Background/Question/Methods
With the advent of large spatial datasets and computing power in the 90ies, correlative spatial modeling became an important tool in ecology and conservation. Correlative spatial models search for patterns and explanatory variables in an exploratory fashion. Adding modern flexible models, the approach is prone to overfitting: finding correlations where there are none, or overstating their explanatory or even predictive power based on inflated goodness-of-fit. I’ve previously introduced tools for true model evaluation, not merely goodness-of-fit, namely spatially independent leave-one-out cross-validation (SILOOCV). Here I investigate the usefulness of SILOOCV for identifying variables that appear to have a functional connection to a spatial pattern, but actually don’t. I identify these variables by omitting them from the model and contrasting the decrease in goodness-of-fit with the decrease in predictive power as determined by SILOOCV. My model system are species distributions models in a realistic simulation model on a 50 x 50 grid, which allows me to know and control the actual functional relevance of candidate variables and thus allows me to evaluate my system of detecting spurious variables with misleadingly high goodness-of-fit.
Results/Conclusions
Without using independent data in model selection, species distribution models had an elevated probability of selecting functionally unconnected variables.
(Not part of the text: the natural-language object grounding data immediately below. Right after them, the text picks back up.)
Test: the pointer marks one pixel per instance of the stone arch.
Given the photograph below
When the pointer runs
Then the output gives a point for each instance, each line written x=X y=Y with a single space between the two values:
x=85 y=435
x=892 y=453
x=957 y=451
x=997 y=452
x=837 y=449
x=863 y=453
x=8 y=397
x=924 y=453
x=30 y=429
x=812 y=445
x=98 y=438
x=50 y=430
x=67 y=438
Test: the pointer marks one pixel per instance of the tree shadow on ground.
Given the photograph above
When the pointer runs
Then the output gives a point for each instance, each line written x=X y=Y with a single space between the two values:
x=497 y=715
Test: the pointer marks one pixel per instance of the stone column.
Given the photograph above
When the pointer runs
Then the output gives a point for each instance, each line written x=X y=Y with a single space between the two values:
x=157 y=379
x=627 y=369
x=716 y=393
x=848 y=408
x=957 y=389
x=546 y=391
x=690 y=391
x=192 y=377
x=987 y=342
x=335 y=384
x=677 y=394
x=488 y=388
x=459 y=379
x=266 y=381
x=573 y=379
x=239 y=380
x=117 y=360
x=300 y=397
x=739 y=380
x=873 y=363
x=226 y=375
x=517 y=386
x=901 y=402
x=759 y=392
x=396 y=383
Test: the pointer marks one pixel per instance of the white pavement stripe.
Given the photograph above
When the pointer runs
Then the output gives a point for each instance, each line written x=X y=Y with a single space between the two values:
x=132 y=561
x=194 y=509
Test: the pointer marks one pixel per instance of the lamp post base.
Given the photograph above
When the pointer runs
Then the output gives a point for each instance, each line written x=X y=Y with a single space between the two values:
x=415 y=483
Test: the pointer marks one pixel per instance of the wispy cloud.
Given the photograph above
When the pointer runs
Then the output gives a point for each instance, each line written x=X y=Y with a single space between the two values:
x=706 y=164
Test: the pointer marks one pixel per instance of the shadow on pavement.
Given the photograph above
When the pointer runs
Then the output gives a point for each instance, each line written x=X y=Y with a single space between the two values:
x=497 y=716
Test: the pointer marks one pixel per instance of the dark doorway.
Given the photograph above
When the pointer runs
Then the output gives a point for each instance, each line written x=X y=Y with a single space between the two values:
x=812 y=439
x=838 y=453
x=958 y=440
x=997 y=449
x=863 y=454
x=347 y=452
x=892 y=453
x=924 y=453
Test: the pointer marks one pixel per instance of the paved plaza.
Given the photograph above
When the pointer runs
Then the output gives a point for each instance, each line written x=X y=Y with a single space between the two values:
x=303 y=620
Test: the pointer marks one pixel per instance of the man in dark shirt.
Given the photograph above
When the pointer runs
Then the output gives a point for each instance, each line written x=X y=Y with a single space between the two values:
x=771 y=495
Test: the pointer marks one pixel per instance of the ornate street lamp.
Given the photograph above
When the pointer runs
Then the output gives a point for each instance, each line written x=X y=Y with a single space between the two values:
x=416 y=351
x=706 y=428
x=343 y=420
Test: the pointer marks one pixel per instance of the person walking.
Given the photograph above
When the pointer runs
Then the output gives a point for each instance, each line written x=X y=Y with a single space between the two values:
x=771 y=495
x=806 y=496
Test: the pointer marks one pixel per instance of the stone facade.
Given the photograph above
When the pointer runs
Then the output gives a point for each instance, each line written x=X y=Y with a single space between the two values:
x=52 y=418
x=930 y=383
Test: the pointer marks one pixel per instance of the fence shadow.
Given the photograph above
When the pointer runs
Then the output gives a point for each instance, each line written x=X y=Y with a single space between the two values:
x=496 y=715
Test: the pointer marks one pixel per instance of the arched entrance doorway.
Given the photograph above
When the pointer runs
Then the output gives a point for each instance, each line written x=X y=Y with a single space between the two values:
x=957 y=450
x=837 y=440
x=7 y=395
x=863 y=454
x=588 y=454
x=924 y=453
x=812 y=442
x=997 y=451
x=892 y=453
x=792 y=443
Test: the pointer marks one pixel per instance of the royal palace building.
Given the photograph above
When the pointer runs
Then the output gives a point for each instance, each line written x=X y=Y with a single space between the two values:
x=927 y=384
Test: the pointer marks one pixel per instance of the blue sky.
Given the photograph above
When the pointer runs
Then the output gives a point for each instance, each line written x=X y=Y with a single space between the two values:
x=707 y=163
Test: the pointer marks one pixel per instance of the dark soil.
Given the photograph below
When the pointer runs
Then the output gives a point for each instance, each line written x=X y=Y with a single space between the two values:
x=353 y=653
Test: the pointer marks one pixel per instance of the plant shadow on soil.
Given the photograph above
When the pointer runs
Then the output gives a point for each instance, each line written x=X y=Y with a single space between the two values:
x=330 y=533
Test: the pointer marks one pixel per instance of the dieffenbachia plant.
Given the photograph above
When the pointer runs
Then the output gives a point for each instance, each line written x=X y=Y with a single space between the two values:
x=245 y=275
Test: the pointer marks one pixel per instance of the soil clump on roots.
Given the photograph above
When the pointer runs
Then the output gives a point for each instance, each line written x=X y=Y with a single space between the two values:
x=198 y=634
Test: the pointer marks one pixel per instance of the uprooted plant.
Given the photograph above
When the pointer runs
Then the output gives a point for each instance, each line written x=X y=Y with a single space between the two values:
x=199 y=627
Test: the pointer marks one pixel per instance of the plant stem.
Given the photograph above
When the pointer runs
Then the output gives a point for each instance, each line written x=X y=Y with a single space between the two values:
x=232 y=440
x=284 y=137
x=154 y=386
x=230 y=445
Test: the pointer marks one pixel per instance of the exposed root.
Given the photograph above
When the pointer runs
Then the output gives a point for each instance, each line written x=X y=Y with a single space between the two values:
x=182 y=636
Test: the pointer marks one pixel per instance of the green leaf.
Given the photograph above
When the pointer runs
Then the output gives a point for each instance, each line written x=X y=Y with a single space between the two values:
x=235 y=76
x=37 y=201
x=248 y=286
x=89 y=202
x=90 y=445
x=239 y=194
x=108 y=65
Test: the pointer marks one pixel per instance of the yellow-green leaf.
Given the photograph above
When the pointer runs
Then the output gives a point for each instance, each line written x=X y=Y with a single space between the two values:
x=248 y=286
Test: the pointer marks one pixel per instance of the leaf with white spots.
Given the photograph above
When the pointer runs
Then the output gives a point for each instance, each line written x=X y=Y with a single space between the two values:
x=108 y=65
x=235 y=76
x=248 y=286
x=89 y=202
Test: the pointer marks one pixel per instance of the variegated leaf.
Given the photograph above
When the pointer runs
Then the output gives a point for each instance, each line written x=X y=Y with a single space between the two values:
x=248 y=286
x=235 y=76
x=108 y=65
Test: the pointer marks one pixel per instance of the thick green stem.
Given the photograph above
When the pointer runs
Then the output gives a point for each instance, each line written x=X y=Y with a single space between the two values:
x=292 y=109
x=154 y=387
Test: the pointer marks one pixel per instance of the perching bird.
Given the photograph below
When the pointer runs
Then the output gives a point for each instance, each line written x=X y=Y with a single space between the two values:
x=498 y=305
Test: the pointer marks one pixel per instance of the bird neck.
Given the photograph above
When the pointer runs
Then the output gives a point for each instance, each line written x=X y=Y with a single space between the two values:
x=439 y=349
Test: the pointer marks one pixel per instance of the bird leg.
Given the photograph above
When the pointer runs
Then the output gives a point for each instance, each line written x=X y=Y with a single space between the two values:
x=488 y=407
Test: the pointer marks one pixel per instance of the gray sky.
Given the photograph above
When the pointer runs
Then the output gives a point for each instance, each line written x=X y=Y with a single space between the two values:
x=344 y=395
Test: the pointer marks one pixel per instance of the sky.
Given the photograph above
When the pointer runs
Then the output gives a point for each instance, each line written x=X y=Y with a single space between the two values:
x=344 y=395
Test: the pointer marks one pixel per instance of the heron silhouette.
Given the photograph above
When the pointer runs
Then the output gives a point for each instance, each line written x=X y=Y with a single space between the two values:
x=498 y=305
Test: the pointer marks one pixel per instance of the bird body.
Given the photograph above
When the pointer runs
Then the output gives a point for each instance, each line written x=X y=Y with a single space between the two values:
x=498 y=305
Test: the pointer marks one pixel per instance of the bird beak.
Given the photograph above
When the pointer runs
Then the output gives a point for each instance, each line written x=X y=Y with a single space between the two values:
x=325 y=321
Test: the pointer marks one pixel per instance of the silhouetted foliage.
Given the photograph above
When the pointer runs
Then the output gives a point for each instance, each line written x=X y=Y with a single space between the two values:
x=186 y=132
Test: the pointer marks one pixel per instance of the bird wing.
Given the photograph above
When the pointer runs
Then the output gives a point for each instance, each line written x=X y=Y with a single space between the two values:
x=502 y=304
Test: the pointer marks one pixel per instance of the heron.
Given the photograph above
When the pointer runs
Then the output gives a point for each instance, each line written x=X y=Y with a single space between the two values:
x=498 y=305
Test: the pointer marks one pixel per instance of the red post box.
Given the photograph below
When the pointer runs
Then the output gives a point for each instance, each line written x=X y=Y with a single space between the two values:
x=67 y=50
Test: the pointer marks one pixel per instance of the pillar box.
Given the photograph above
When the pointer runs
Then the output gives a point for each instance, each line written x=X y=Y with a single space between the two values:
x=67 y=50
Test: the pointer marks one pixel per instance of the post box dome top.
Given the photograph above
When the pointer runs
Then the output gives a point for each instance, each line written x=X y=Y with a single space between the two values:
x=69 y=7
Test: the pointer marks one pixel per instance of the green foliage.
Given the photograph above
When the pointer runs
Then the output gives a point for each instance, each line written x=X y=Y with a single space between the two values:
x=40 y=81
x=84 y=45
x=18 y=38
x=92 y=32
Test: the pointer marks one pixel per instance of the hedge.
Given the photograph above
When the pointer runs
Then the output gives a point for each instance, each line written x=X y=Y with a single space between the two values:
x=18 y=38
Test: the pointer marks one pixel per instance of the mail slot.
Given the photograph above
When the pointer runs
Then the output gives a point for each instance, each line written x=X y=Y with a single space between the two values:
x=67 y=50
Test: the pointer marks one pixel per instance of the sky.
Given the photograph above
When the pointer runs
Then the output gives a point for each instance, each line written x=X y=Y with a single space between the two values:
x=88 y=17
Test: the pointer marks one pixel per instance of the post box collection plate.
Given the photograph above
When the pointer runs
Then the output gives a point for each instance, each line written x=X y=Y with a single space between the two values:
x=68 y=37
This was caused by an elevated probability of spatially autocorrelated variables to intercorrelate by random chance. Variables not functionally connected to the distribution of virtual species showed a significantly higher drop in performance from an evaluation based on goodness-of-fit (aka resubstition or training data = test data) to an independent evaluation (SILOOCV) than variables that actually were functionally involved in the distribution of the simulated species. In particular, unconnected variables that showed an initially high correlation with distributions by random chance, and thus contributed to the overfit of the model, experienced a significant rise in error estimates when tested rigorously. Variables with matching spatial autocorrelation patterns (range) were prone to correlate by random chance. The performance of SILOOCV in identifying such spuriously fitting variables was comparable to identifying them by an evaluation based on new, independent test data, which are hard to obtain in real life. Therefore, I recommend the use of SILOOCV to prevent spurious results in correlative spatial models that tend to misidentify unimportant variables as supposedly good explanatory variables or predictors.